Let's Talk Lasting Sexual Connections with Emily Nagoski

by Team Champ - January 16, 2024

Champ is proud to be partnering with Emily Nagoski, New York Times bestselling author of Come As You Are, on the launch of her newest book Come Together, an illuminating exploration of how to maintain a happy sex life in a long-term relationship.

Emily, a Kinsey Institute trained PhD has answered several questions posed by readers of our blog, The Huddle. Read her responses below, and check out Come Together, published by Ballantine Books, available on January 30, in hardcover, ebook, and audiobook. You can get a copy anywhere you buy books. And follow Emily on social media on Instagram and Facebook.

Question 1: What are some common sex myths that should be dispelled for couples that have been in long term relationships?

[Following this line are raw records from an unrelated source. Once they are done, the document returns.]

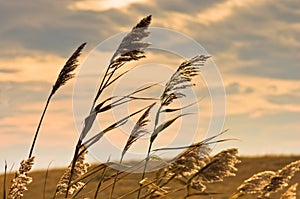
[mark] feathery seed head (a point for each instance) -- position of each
(21, 180)
(66, 72)
(181, 79)
(81, 168)
(290, 193)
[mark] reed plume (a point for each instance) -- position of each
(281, 179)
(267, 182)
(220, 166)
(290, 193)
(81, 167)
(254, 184)
(180, 80)
(130, 49)
(21, 180)
(64, 75)
(138, 130)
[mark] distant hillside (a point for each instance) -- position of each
(248, 167)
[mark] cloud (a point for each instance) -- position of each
(92, 5)
(235, 88)
(290, 98)
(9, 71)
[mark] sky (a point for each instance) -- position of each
(255, 47)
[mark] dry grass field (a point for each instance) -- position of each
(247, 167)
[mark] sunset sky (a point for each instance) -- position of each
(254, 44)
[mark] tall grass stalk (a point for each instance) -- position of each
(179, 81)
(64, 75)
(130, 49)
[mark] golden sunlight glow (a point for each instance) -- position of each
(92, 5)
(221, 11)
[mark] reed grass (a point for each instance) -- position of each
(188, 174)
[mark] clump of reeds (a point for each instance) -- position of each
(268, 182)
(81, 167)
(193, 169)
(21, 180)
(290, 193)
(65, 74)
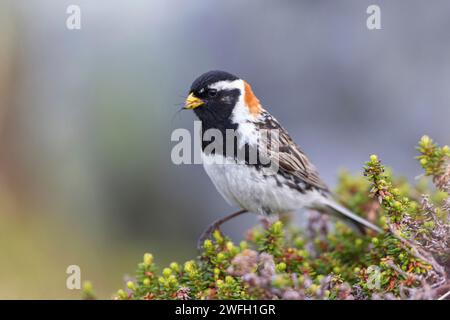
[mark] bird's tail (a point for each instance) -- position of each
(354, 221)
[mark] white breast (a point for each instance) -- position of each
(246, 187)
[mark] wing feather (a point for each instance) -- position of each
(291, 159)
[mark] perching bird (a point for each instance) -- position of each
(226, 103)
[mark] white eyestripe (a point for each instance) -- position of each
(228, 85)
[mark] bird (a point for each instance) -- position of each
(225, 103)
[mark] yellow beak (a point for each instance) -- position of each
(192, 102)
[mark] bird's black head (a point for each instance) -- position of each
(213, 96)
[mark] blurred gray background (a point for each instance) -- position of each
(86, 116)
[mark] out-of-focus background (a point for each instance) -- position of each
(86, 117)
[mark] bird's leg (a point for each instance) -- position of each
(268, 220)
(215, 226)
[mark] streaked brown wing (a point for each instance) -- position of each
(291, 160)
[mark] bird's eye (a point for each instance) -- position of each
(212, 93)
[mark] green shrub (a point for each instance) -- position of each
(322, 261)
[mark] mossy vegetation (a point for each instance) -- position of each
(325, 260)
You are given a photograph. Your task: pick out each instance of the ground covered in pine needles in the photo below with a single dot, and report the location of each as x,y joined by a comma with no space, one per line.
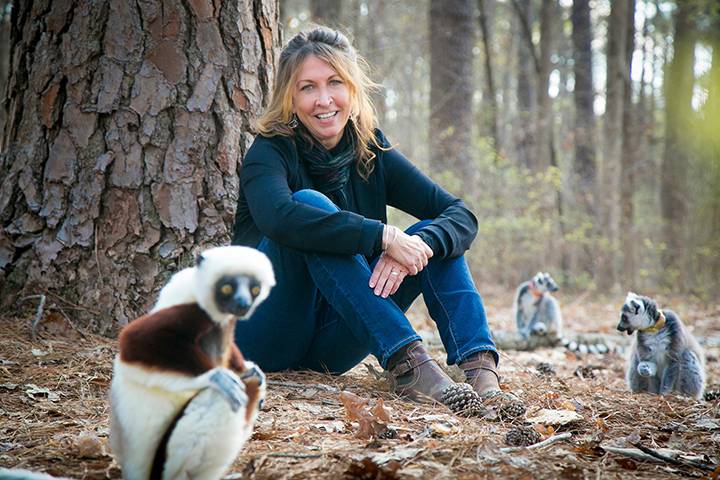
54,412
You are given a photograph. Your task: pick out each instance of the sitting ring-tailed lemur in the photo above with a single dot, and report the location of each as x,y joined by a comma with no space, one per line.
664,357
536,310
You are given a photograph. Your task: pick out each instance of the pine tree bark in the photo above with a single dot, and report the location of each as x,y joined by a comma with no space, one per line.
612,130
627,159
452,37
127,122
678,112
584,167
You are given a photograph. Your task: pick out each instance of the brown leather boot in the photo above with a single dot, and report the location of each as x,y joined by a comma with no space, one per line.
418,377
481,372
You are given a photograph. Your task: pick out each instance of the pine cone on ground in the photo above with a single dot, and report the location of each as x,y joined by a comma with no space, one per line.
462,400
711,395
545,368
522,436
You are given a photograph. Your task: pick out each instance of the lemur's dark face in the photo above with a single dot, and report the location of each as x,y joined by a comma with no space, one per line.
634,315
545,283
235,294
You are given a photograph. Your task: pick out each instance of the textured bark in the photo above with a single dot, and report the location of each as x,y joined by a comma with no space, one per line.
492,107
678,111
127,122
609,173
452,37
628,160
584,168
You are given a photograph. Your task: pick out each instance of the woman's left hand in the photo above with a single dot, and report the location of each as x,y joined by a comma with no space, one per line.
387,276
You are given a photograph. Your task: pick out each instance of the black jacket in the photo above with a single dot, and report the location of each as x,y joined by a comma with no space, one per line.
272,172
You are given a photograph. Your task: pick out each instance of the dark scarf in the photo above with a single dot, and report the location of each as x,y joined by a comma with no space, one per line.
330,169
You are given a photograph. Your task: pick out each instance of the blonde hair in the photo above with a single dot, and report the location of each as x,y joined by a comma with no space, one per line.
334,48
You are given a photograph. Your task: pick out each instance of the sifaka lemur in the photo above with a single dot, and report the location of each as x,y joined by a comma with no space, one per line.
665,357
536,310
183,398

Oh gosh, so many. I think the most destructive myth is the idea that sex in a long-term relationship “should” be like sex in a short-term relationship. There is no “should” in sexuality; as we sex educators like to say, “stop ‘shoulding’ on yourself.” But we all have an image in our heads of what a lasting sexual connection looks like, and I’m here to tell you that that image is wrong.

Here’s an example of the wrong image a lot of us have in our minds: We think that a great sexual relationship starts out with lots of hot-and-heavy, can’t-wait-to-get-my-hands-on-you “spark” of spontaneous desire, and that this is the right, normal, best kind of desire. We think that that spark can’t really last very long, and yet we should do everything we can to try to “keep that spark alive,” to make our long-term sexual connection the same as that short-term sexual connection.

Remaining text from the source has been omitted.